If you were an American raking in plenty of money during the late 1980s (perhaps you were arranging “dead cows for dead horses” deals at a conveniently deregulated S&L, for example), then it was expected that you would buy a big, powerful European luxury car. Mercedes-Benz offered the W126 S-Class and its mighty V8 engine, Audi responded with the V8 in 1989 (yes, V8 was the model name), and Jaguar sneered down at those eight-banger losers from a showroom full of V12-engined XJ-Ss. BMW introduced the second-generation 7 Series — the E32 — in the United States for the 1988 model year, and it could be purchased with a V12 engine both more modern and more powerful than the one under the Jag’s long hood. Here’s a once-resplendent 750iL, found in a Northern California boneyard recently.
Cars like this were a lot more expensive (when you adjust for inflation) 33 years ago than they are now. This car’s MSRP was an even $70,000, or about $164,577 in 2022 dollars. You’d have to stack gold bars in the trunk of the most expensive new 7 Series today (the i7) to get the price anywhere near that level.
The king of the S-Classes in 1990, the 560 SEC coupe, cost $81,500. That’s about $190,450 in 2022 dollars.
I’d show you the engine, but a junkyard shopper bought it before I got here. It was a 5.0-liter V12 rated at 296 horsepower and 332 pound-feet.
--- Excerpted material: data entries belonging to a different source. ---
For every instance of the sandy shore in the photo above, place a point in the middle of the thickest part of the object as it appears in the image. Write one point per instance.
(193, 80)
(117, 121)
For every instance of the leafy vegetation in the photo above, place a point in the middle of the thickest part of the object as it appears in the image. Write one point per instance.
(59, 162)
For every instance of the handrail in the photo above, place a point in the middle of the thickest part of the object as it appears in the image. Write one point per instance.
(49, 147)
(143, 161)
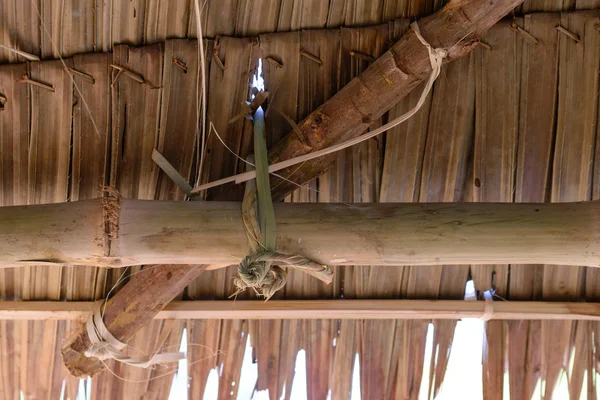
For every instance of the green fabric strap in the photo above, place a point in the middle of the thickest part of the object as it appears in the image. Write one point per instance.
(266, 212)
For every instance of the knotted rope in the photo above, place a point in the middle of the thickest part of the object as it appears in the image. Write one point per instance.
(106, 347)
(264, 269)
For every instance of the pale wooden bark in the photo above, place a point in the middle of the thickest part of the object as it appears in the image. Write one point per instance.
(318, 309)
(457, 27)
(171, 232)
(128, 311)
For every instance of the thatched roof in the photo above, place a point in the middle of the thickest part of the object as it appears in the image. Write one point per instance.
(517, 122)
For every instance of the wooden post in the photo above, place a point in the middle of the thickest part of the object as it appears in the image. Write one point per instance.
(457, 28)
(171, 232)
(318, 309)
(128, 311)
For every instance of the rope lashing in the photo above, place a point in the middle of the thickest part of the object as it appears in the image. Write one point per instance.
(105, 346)
(488, 311)
(264, 268)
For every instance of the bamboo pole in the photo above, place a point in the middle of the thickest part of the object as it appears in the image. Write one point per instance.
(457, 28)
(128, 311)
(319, 309)
(168, 232)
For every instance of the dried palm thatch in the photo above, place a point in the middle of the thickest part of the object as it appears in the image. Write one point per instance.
(541, 147)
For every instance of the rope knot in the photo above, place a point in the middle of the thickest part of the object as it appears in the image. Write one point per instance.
(104, 346)
(257, 272)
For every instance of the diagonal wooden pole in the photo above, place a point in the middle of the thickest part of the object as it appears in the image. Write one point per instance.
(456, 28)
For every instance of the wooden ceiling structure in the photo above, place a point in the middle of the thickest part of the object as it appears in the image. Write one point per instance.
(513, 121)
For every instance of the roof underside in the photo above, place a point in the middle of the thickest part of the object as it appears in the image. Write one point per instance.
(514, 123)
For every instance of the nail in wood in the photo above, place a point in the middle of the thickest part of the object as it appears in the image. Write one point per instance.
(35, 83)
(274, 62)
(568, 33)
(362, 56)
(311, 57)
(524, 33)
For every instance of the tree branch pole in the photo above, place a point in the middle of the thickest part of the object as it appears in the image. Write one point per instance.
(178, 233)
(318, 309)
(456, 28)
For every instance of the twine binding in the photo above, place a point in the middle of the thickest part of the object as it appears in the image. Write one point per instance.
(106, 347)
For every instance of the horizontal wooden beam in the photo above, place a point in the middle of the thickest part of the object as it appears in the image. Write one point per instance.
(111, 233)
(320, 309)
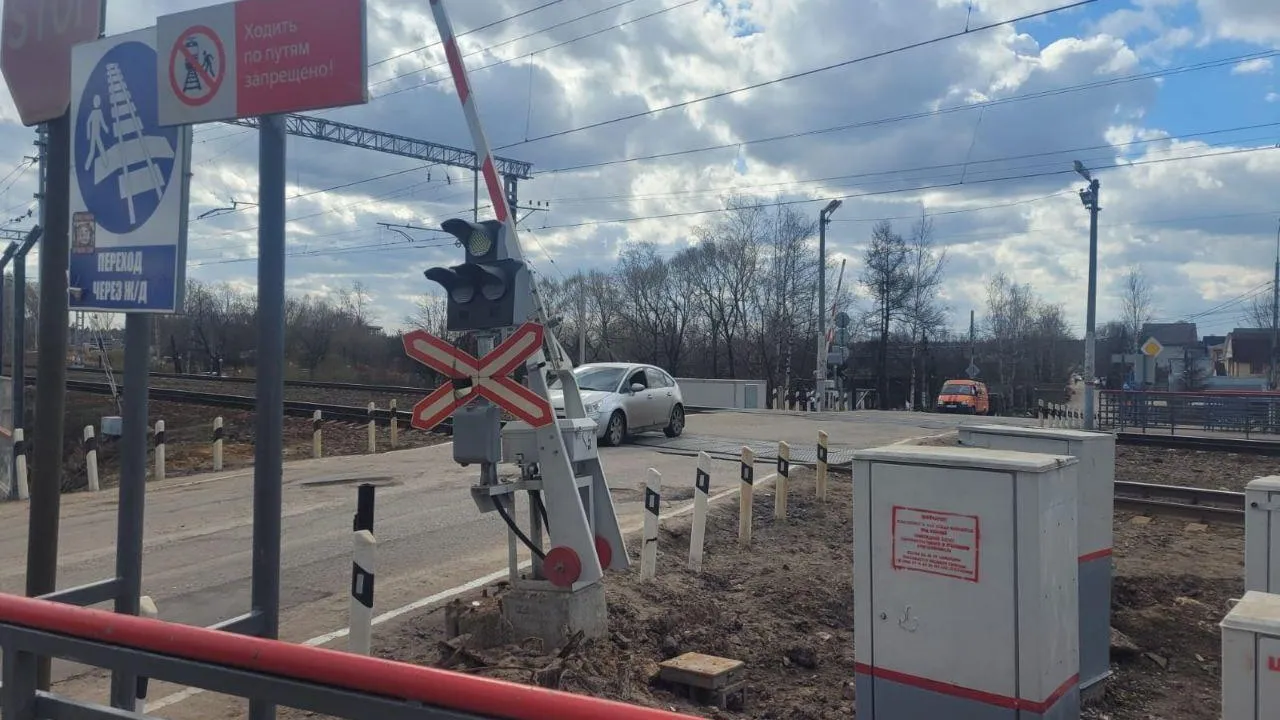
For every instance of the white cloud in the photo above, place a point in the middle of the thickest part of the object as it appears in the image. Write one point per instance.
(1255, 65)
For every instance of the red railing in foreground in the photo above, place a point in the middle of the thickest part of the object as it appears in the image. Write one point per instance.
(440, 688)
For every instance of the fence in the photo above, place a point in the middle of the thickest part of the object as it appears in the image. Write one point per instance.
(309, 678)
(1249, 413)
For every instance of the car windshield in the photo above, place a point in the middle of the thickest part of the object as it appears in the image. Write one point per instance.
(597, 378)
Mercedes-Benz answered back with a V12 of its own a couple of years later, in the 600 SEL S-Class (renamed the S600 during 1993).
It appears to have been fairly straight and clean when it arrived here, but the junkyard vultures have made a mess of the interior.
BMW claimed that this car was so good that automotive journalists ran out of adjectives to describe it.
It spent some time in Pennsylvania when it was about 10 years old.
The contouring of the underhood soundproofing is impressive.
BMW was an early adopter of the electronic odometer, so we can’t see the final miles total for this car.
In the end, what matters is the car beneath the luxury.